Suppose we have some procedure $F$ which takes any set of linear constraints and either returns either infeasible or returns a vector satisfying these constraints.
If we now take a linear program $L$, how can we solve it with only one call to $F$ (where the number of variables and constraints input to $F$ is polynomial in the number of variables and constraints in $L$)?
I was thinking there might be a way of using the dual of $L$ in combination with $L$ to form a new linear program which has a convex hull with essentially $0$ volume so that any call to $F$ will return the same feasible solution which by strong duality theorem must be the optimal one too.

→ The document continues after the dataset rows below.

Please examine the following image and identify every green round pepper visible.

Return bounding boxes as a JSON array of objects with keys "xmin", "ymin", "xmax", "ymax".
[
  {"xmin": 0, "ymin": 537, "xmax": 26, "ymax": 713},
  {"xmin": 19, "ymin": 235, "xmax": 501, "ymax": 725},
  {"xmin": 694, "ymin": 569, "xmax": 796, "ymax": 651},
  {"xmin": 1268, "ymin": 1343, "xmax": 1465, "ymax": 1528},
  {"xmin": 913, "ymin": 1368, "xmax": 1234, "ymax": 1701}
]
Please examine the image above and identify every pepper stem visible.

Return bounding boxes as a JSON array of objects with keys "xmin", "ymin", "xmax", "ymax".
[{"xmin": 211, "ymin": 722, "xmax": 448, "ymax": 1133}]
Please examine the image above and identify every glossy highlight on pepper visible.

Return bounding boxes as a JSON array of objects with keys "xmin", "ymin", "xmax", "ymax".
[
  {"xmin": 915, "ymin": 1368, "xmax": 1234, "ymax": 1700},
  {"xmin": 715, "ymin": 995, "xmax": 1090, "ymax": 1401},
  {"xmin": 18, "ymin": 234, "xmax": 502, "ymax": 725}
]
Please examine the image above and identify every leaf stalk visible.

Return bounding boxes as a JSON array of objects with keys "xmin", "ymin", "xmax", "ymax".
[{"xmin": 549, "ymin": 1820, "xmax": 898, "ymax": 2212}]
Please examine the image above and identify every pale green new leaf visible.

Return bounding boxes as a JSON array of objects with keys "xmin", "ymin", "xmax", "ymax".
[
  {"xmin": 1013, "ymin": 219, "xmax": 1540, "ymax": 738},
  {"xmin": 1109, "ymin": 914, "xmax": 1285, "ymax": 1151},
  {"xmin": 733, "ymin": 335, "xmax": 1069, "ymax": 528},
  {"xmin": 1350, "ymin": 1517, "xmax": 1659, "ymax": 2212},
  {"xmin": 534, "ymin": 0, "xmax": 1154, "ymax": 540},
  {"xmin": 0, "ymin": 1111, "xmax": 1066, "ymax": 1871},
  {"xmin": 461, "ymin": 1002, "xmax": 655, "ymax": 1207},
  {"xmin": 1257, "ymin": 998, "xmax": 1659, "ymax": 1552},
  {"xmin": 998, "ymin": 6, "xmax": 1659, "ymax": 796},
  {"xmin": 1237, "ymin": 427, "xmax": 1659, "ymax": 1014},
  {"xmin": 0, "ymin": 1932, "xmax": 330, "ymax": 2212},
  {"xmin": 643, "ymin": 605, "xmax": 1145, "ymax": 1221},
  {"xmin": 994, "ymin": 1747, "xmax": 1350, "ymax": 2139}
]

Assume you have a linear program of the form
$\quad$ maximize $\mathbf{n}^T\mathbf{x}$ subject to $A\mathbf{x}\leq\mathbf{a}$.
The dual lp is
$\quad$ minimize $\mathbf{a}^T\mathbf{u}$ subject to $A^T\mathbf{u}=\mathbf{n}, \mathbf{u}\geq \mathbf{0}$.
By weak duality for any solution $\mathbf{x}_0$ of the primal lp and $\mathbf{u}_0$ of the dual lp it holds:
$\quad$ $\mathbf{n}^T\mathbf{x}_0 \leq \mathbf{a}^T\mathbf{u}_0$,
and by strong duality it holds
$\quad$ $\mathbf{n}^T\mathbf{x}_0 = \mathbf{a}^T\mathbf{u}_0$ if and only if $\mathbf{x}_0$ and $\mathbf{u}_0$ are optimal solutions.
Hence, any feasible solution $(\mathbf{x}_0,\mathbf{u}_0)$ of the system
$\quad$ $A\mathbf{x} \leq \mathbf{a}$, $A^T\mathbf{u} = \mathbf{n}$, $\mathbf{u}\geq\mathbf{0}$, $\mathbf{n}^T\mathbf{x} \geq \mathbf{a}^T\mathbf{u}$ $\quad$(*)
is an optimal solution of the primal (and also of the dual) lp.
Now, let (*) be the input of your procedure $F$, then any solution is an optimal solution of the primal (and also the dual) lp.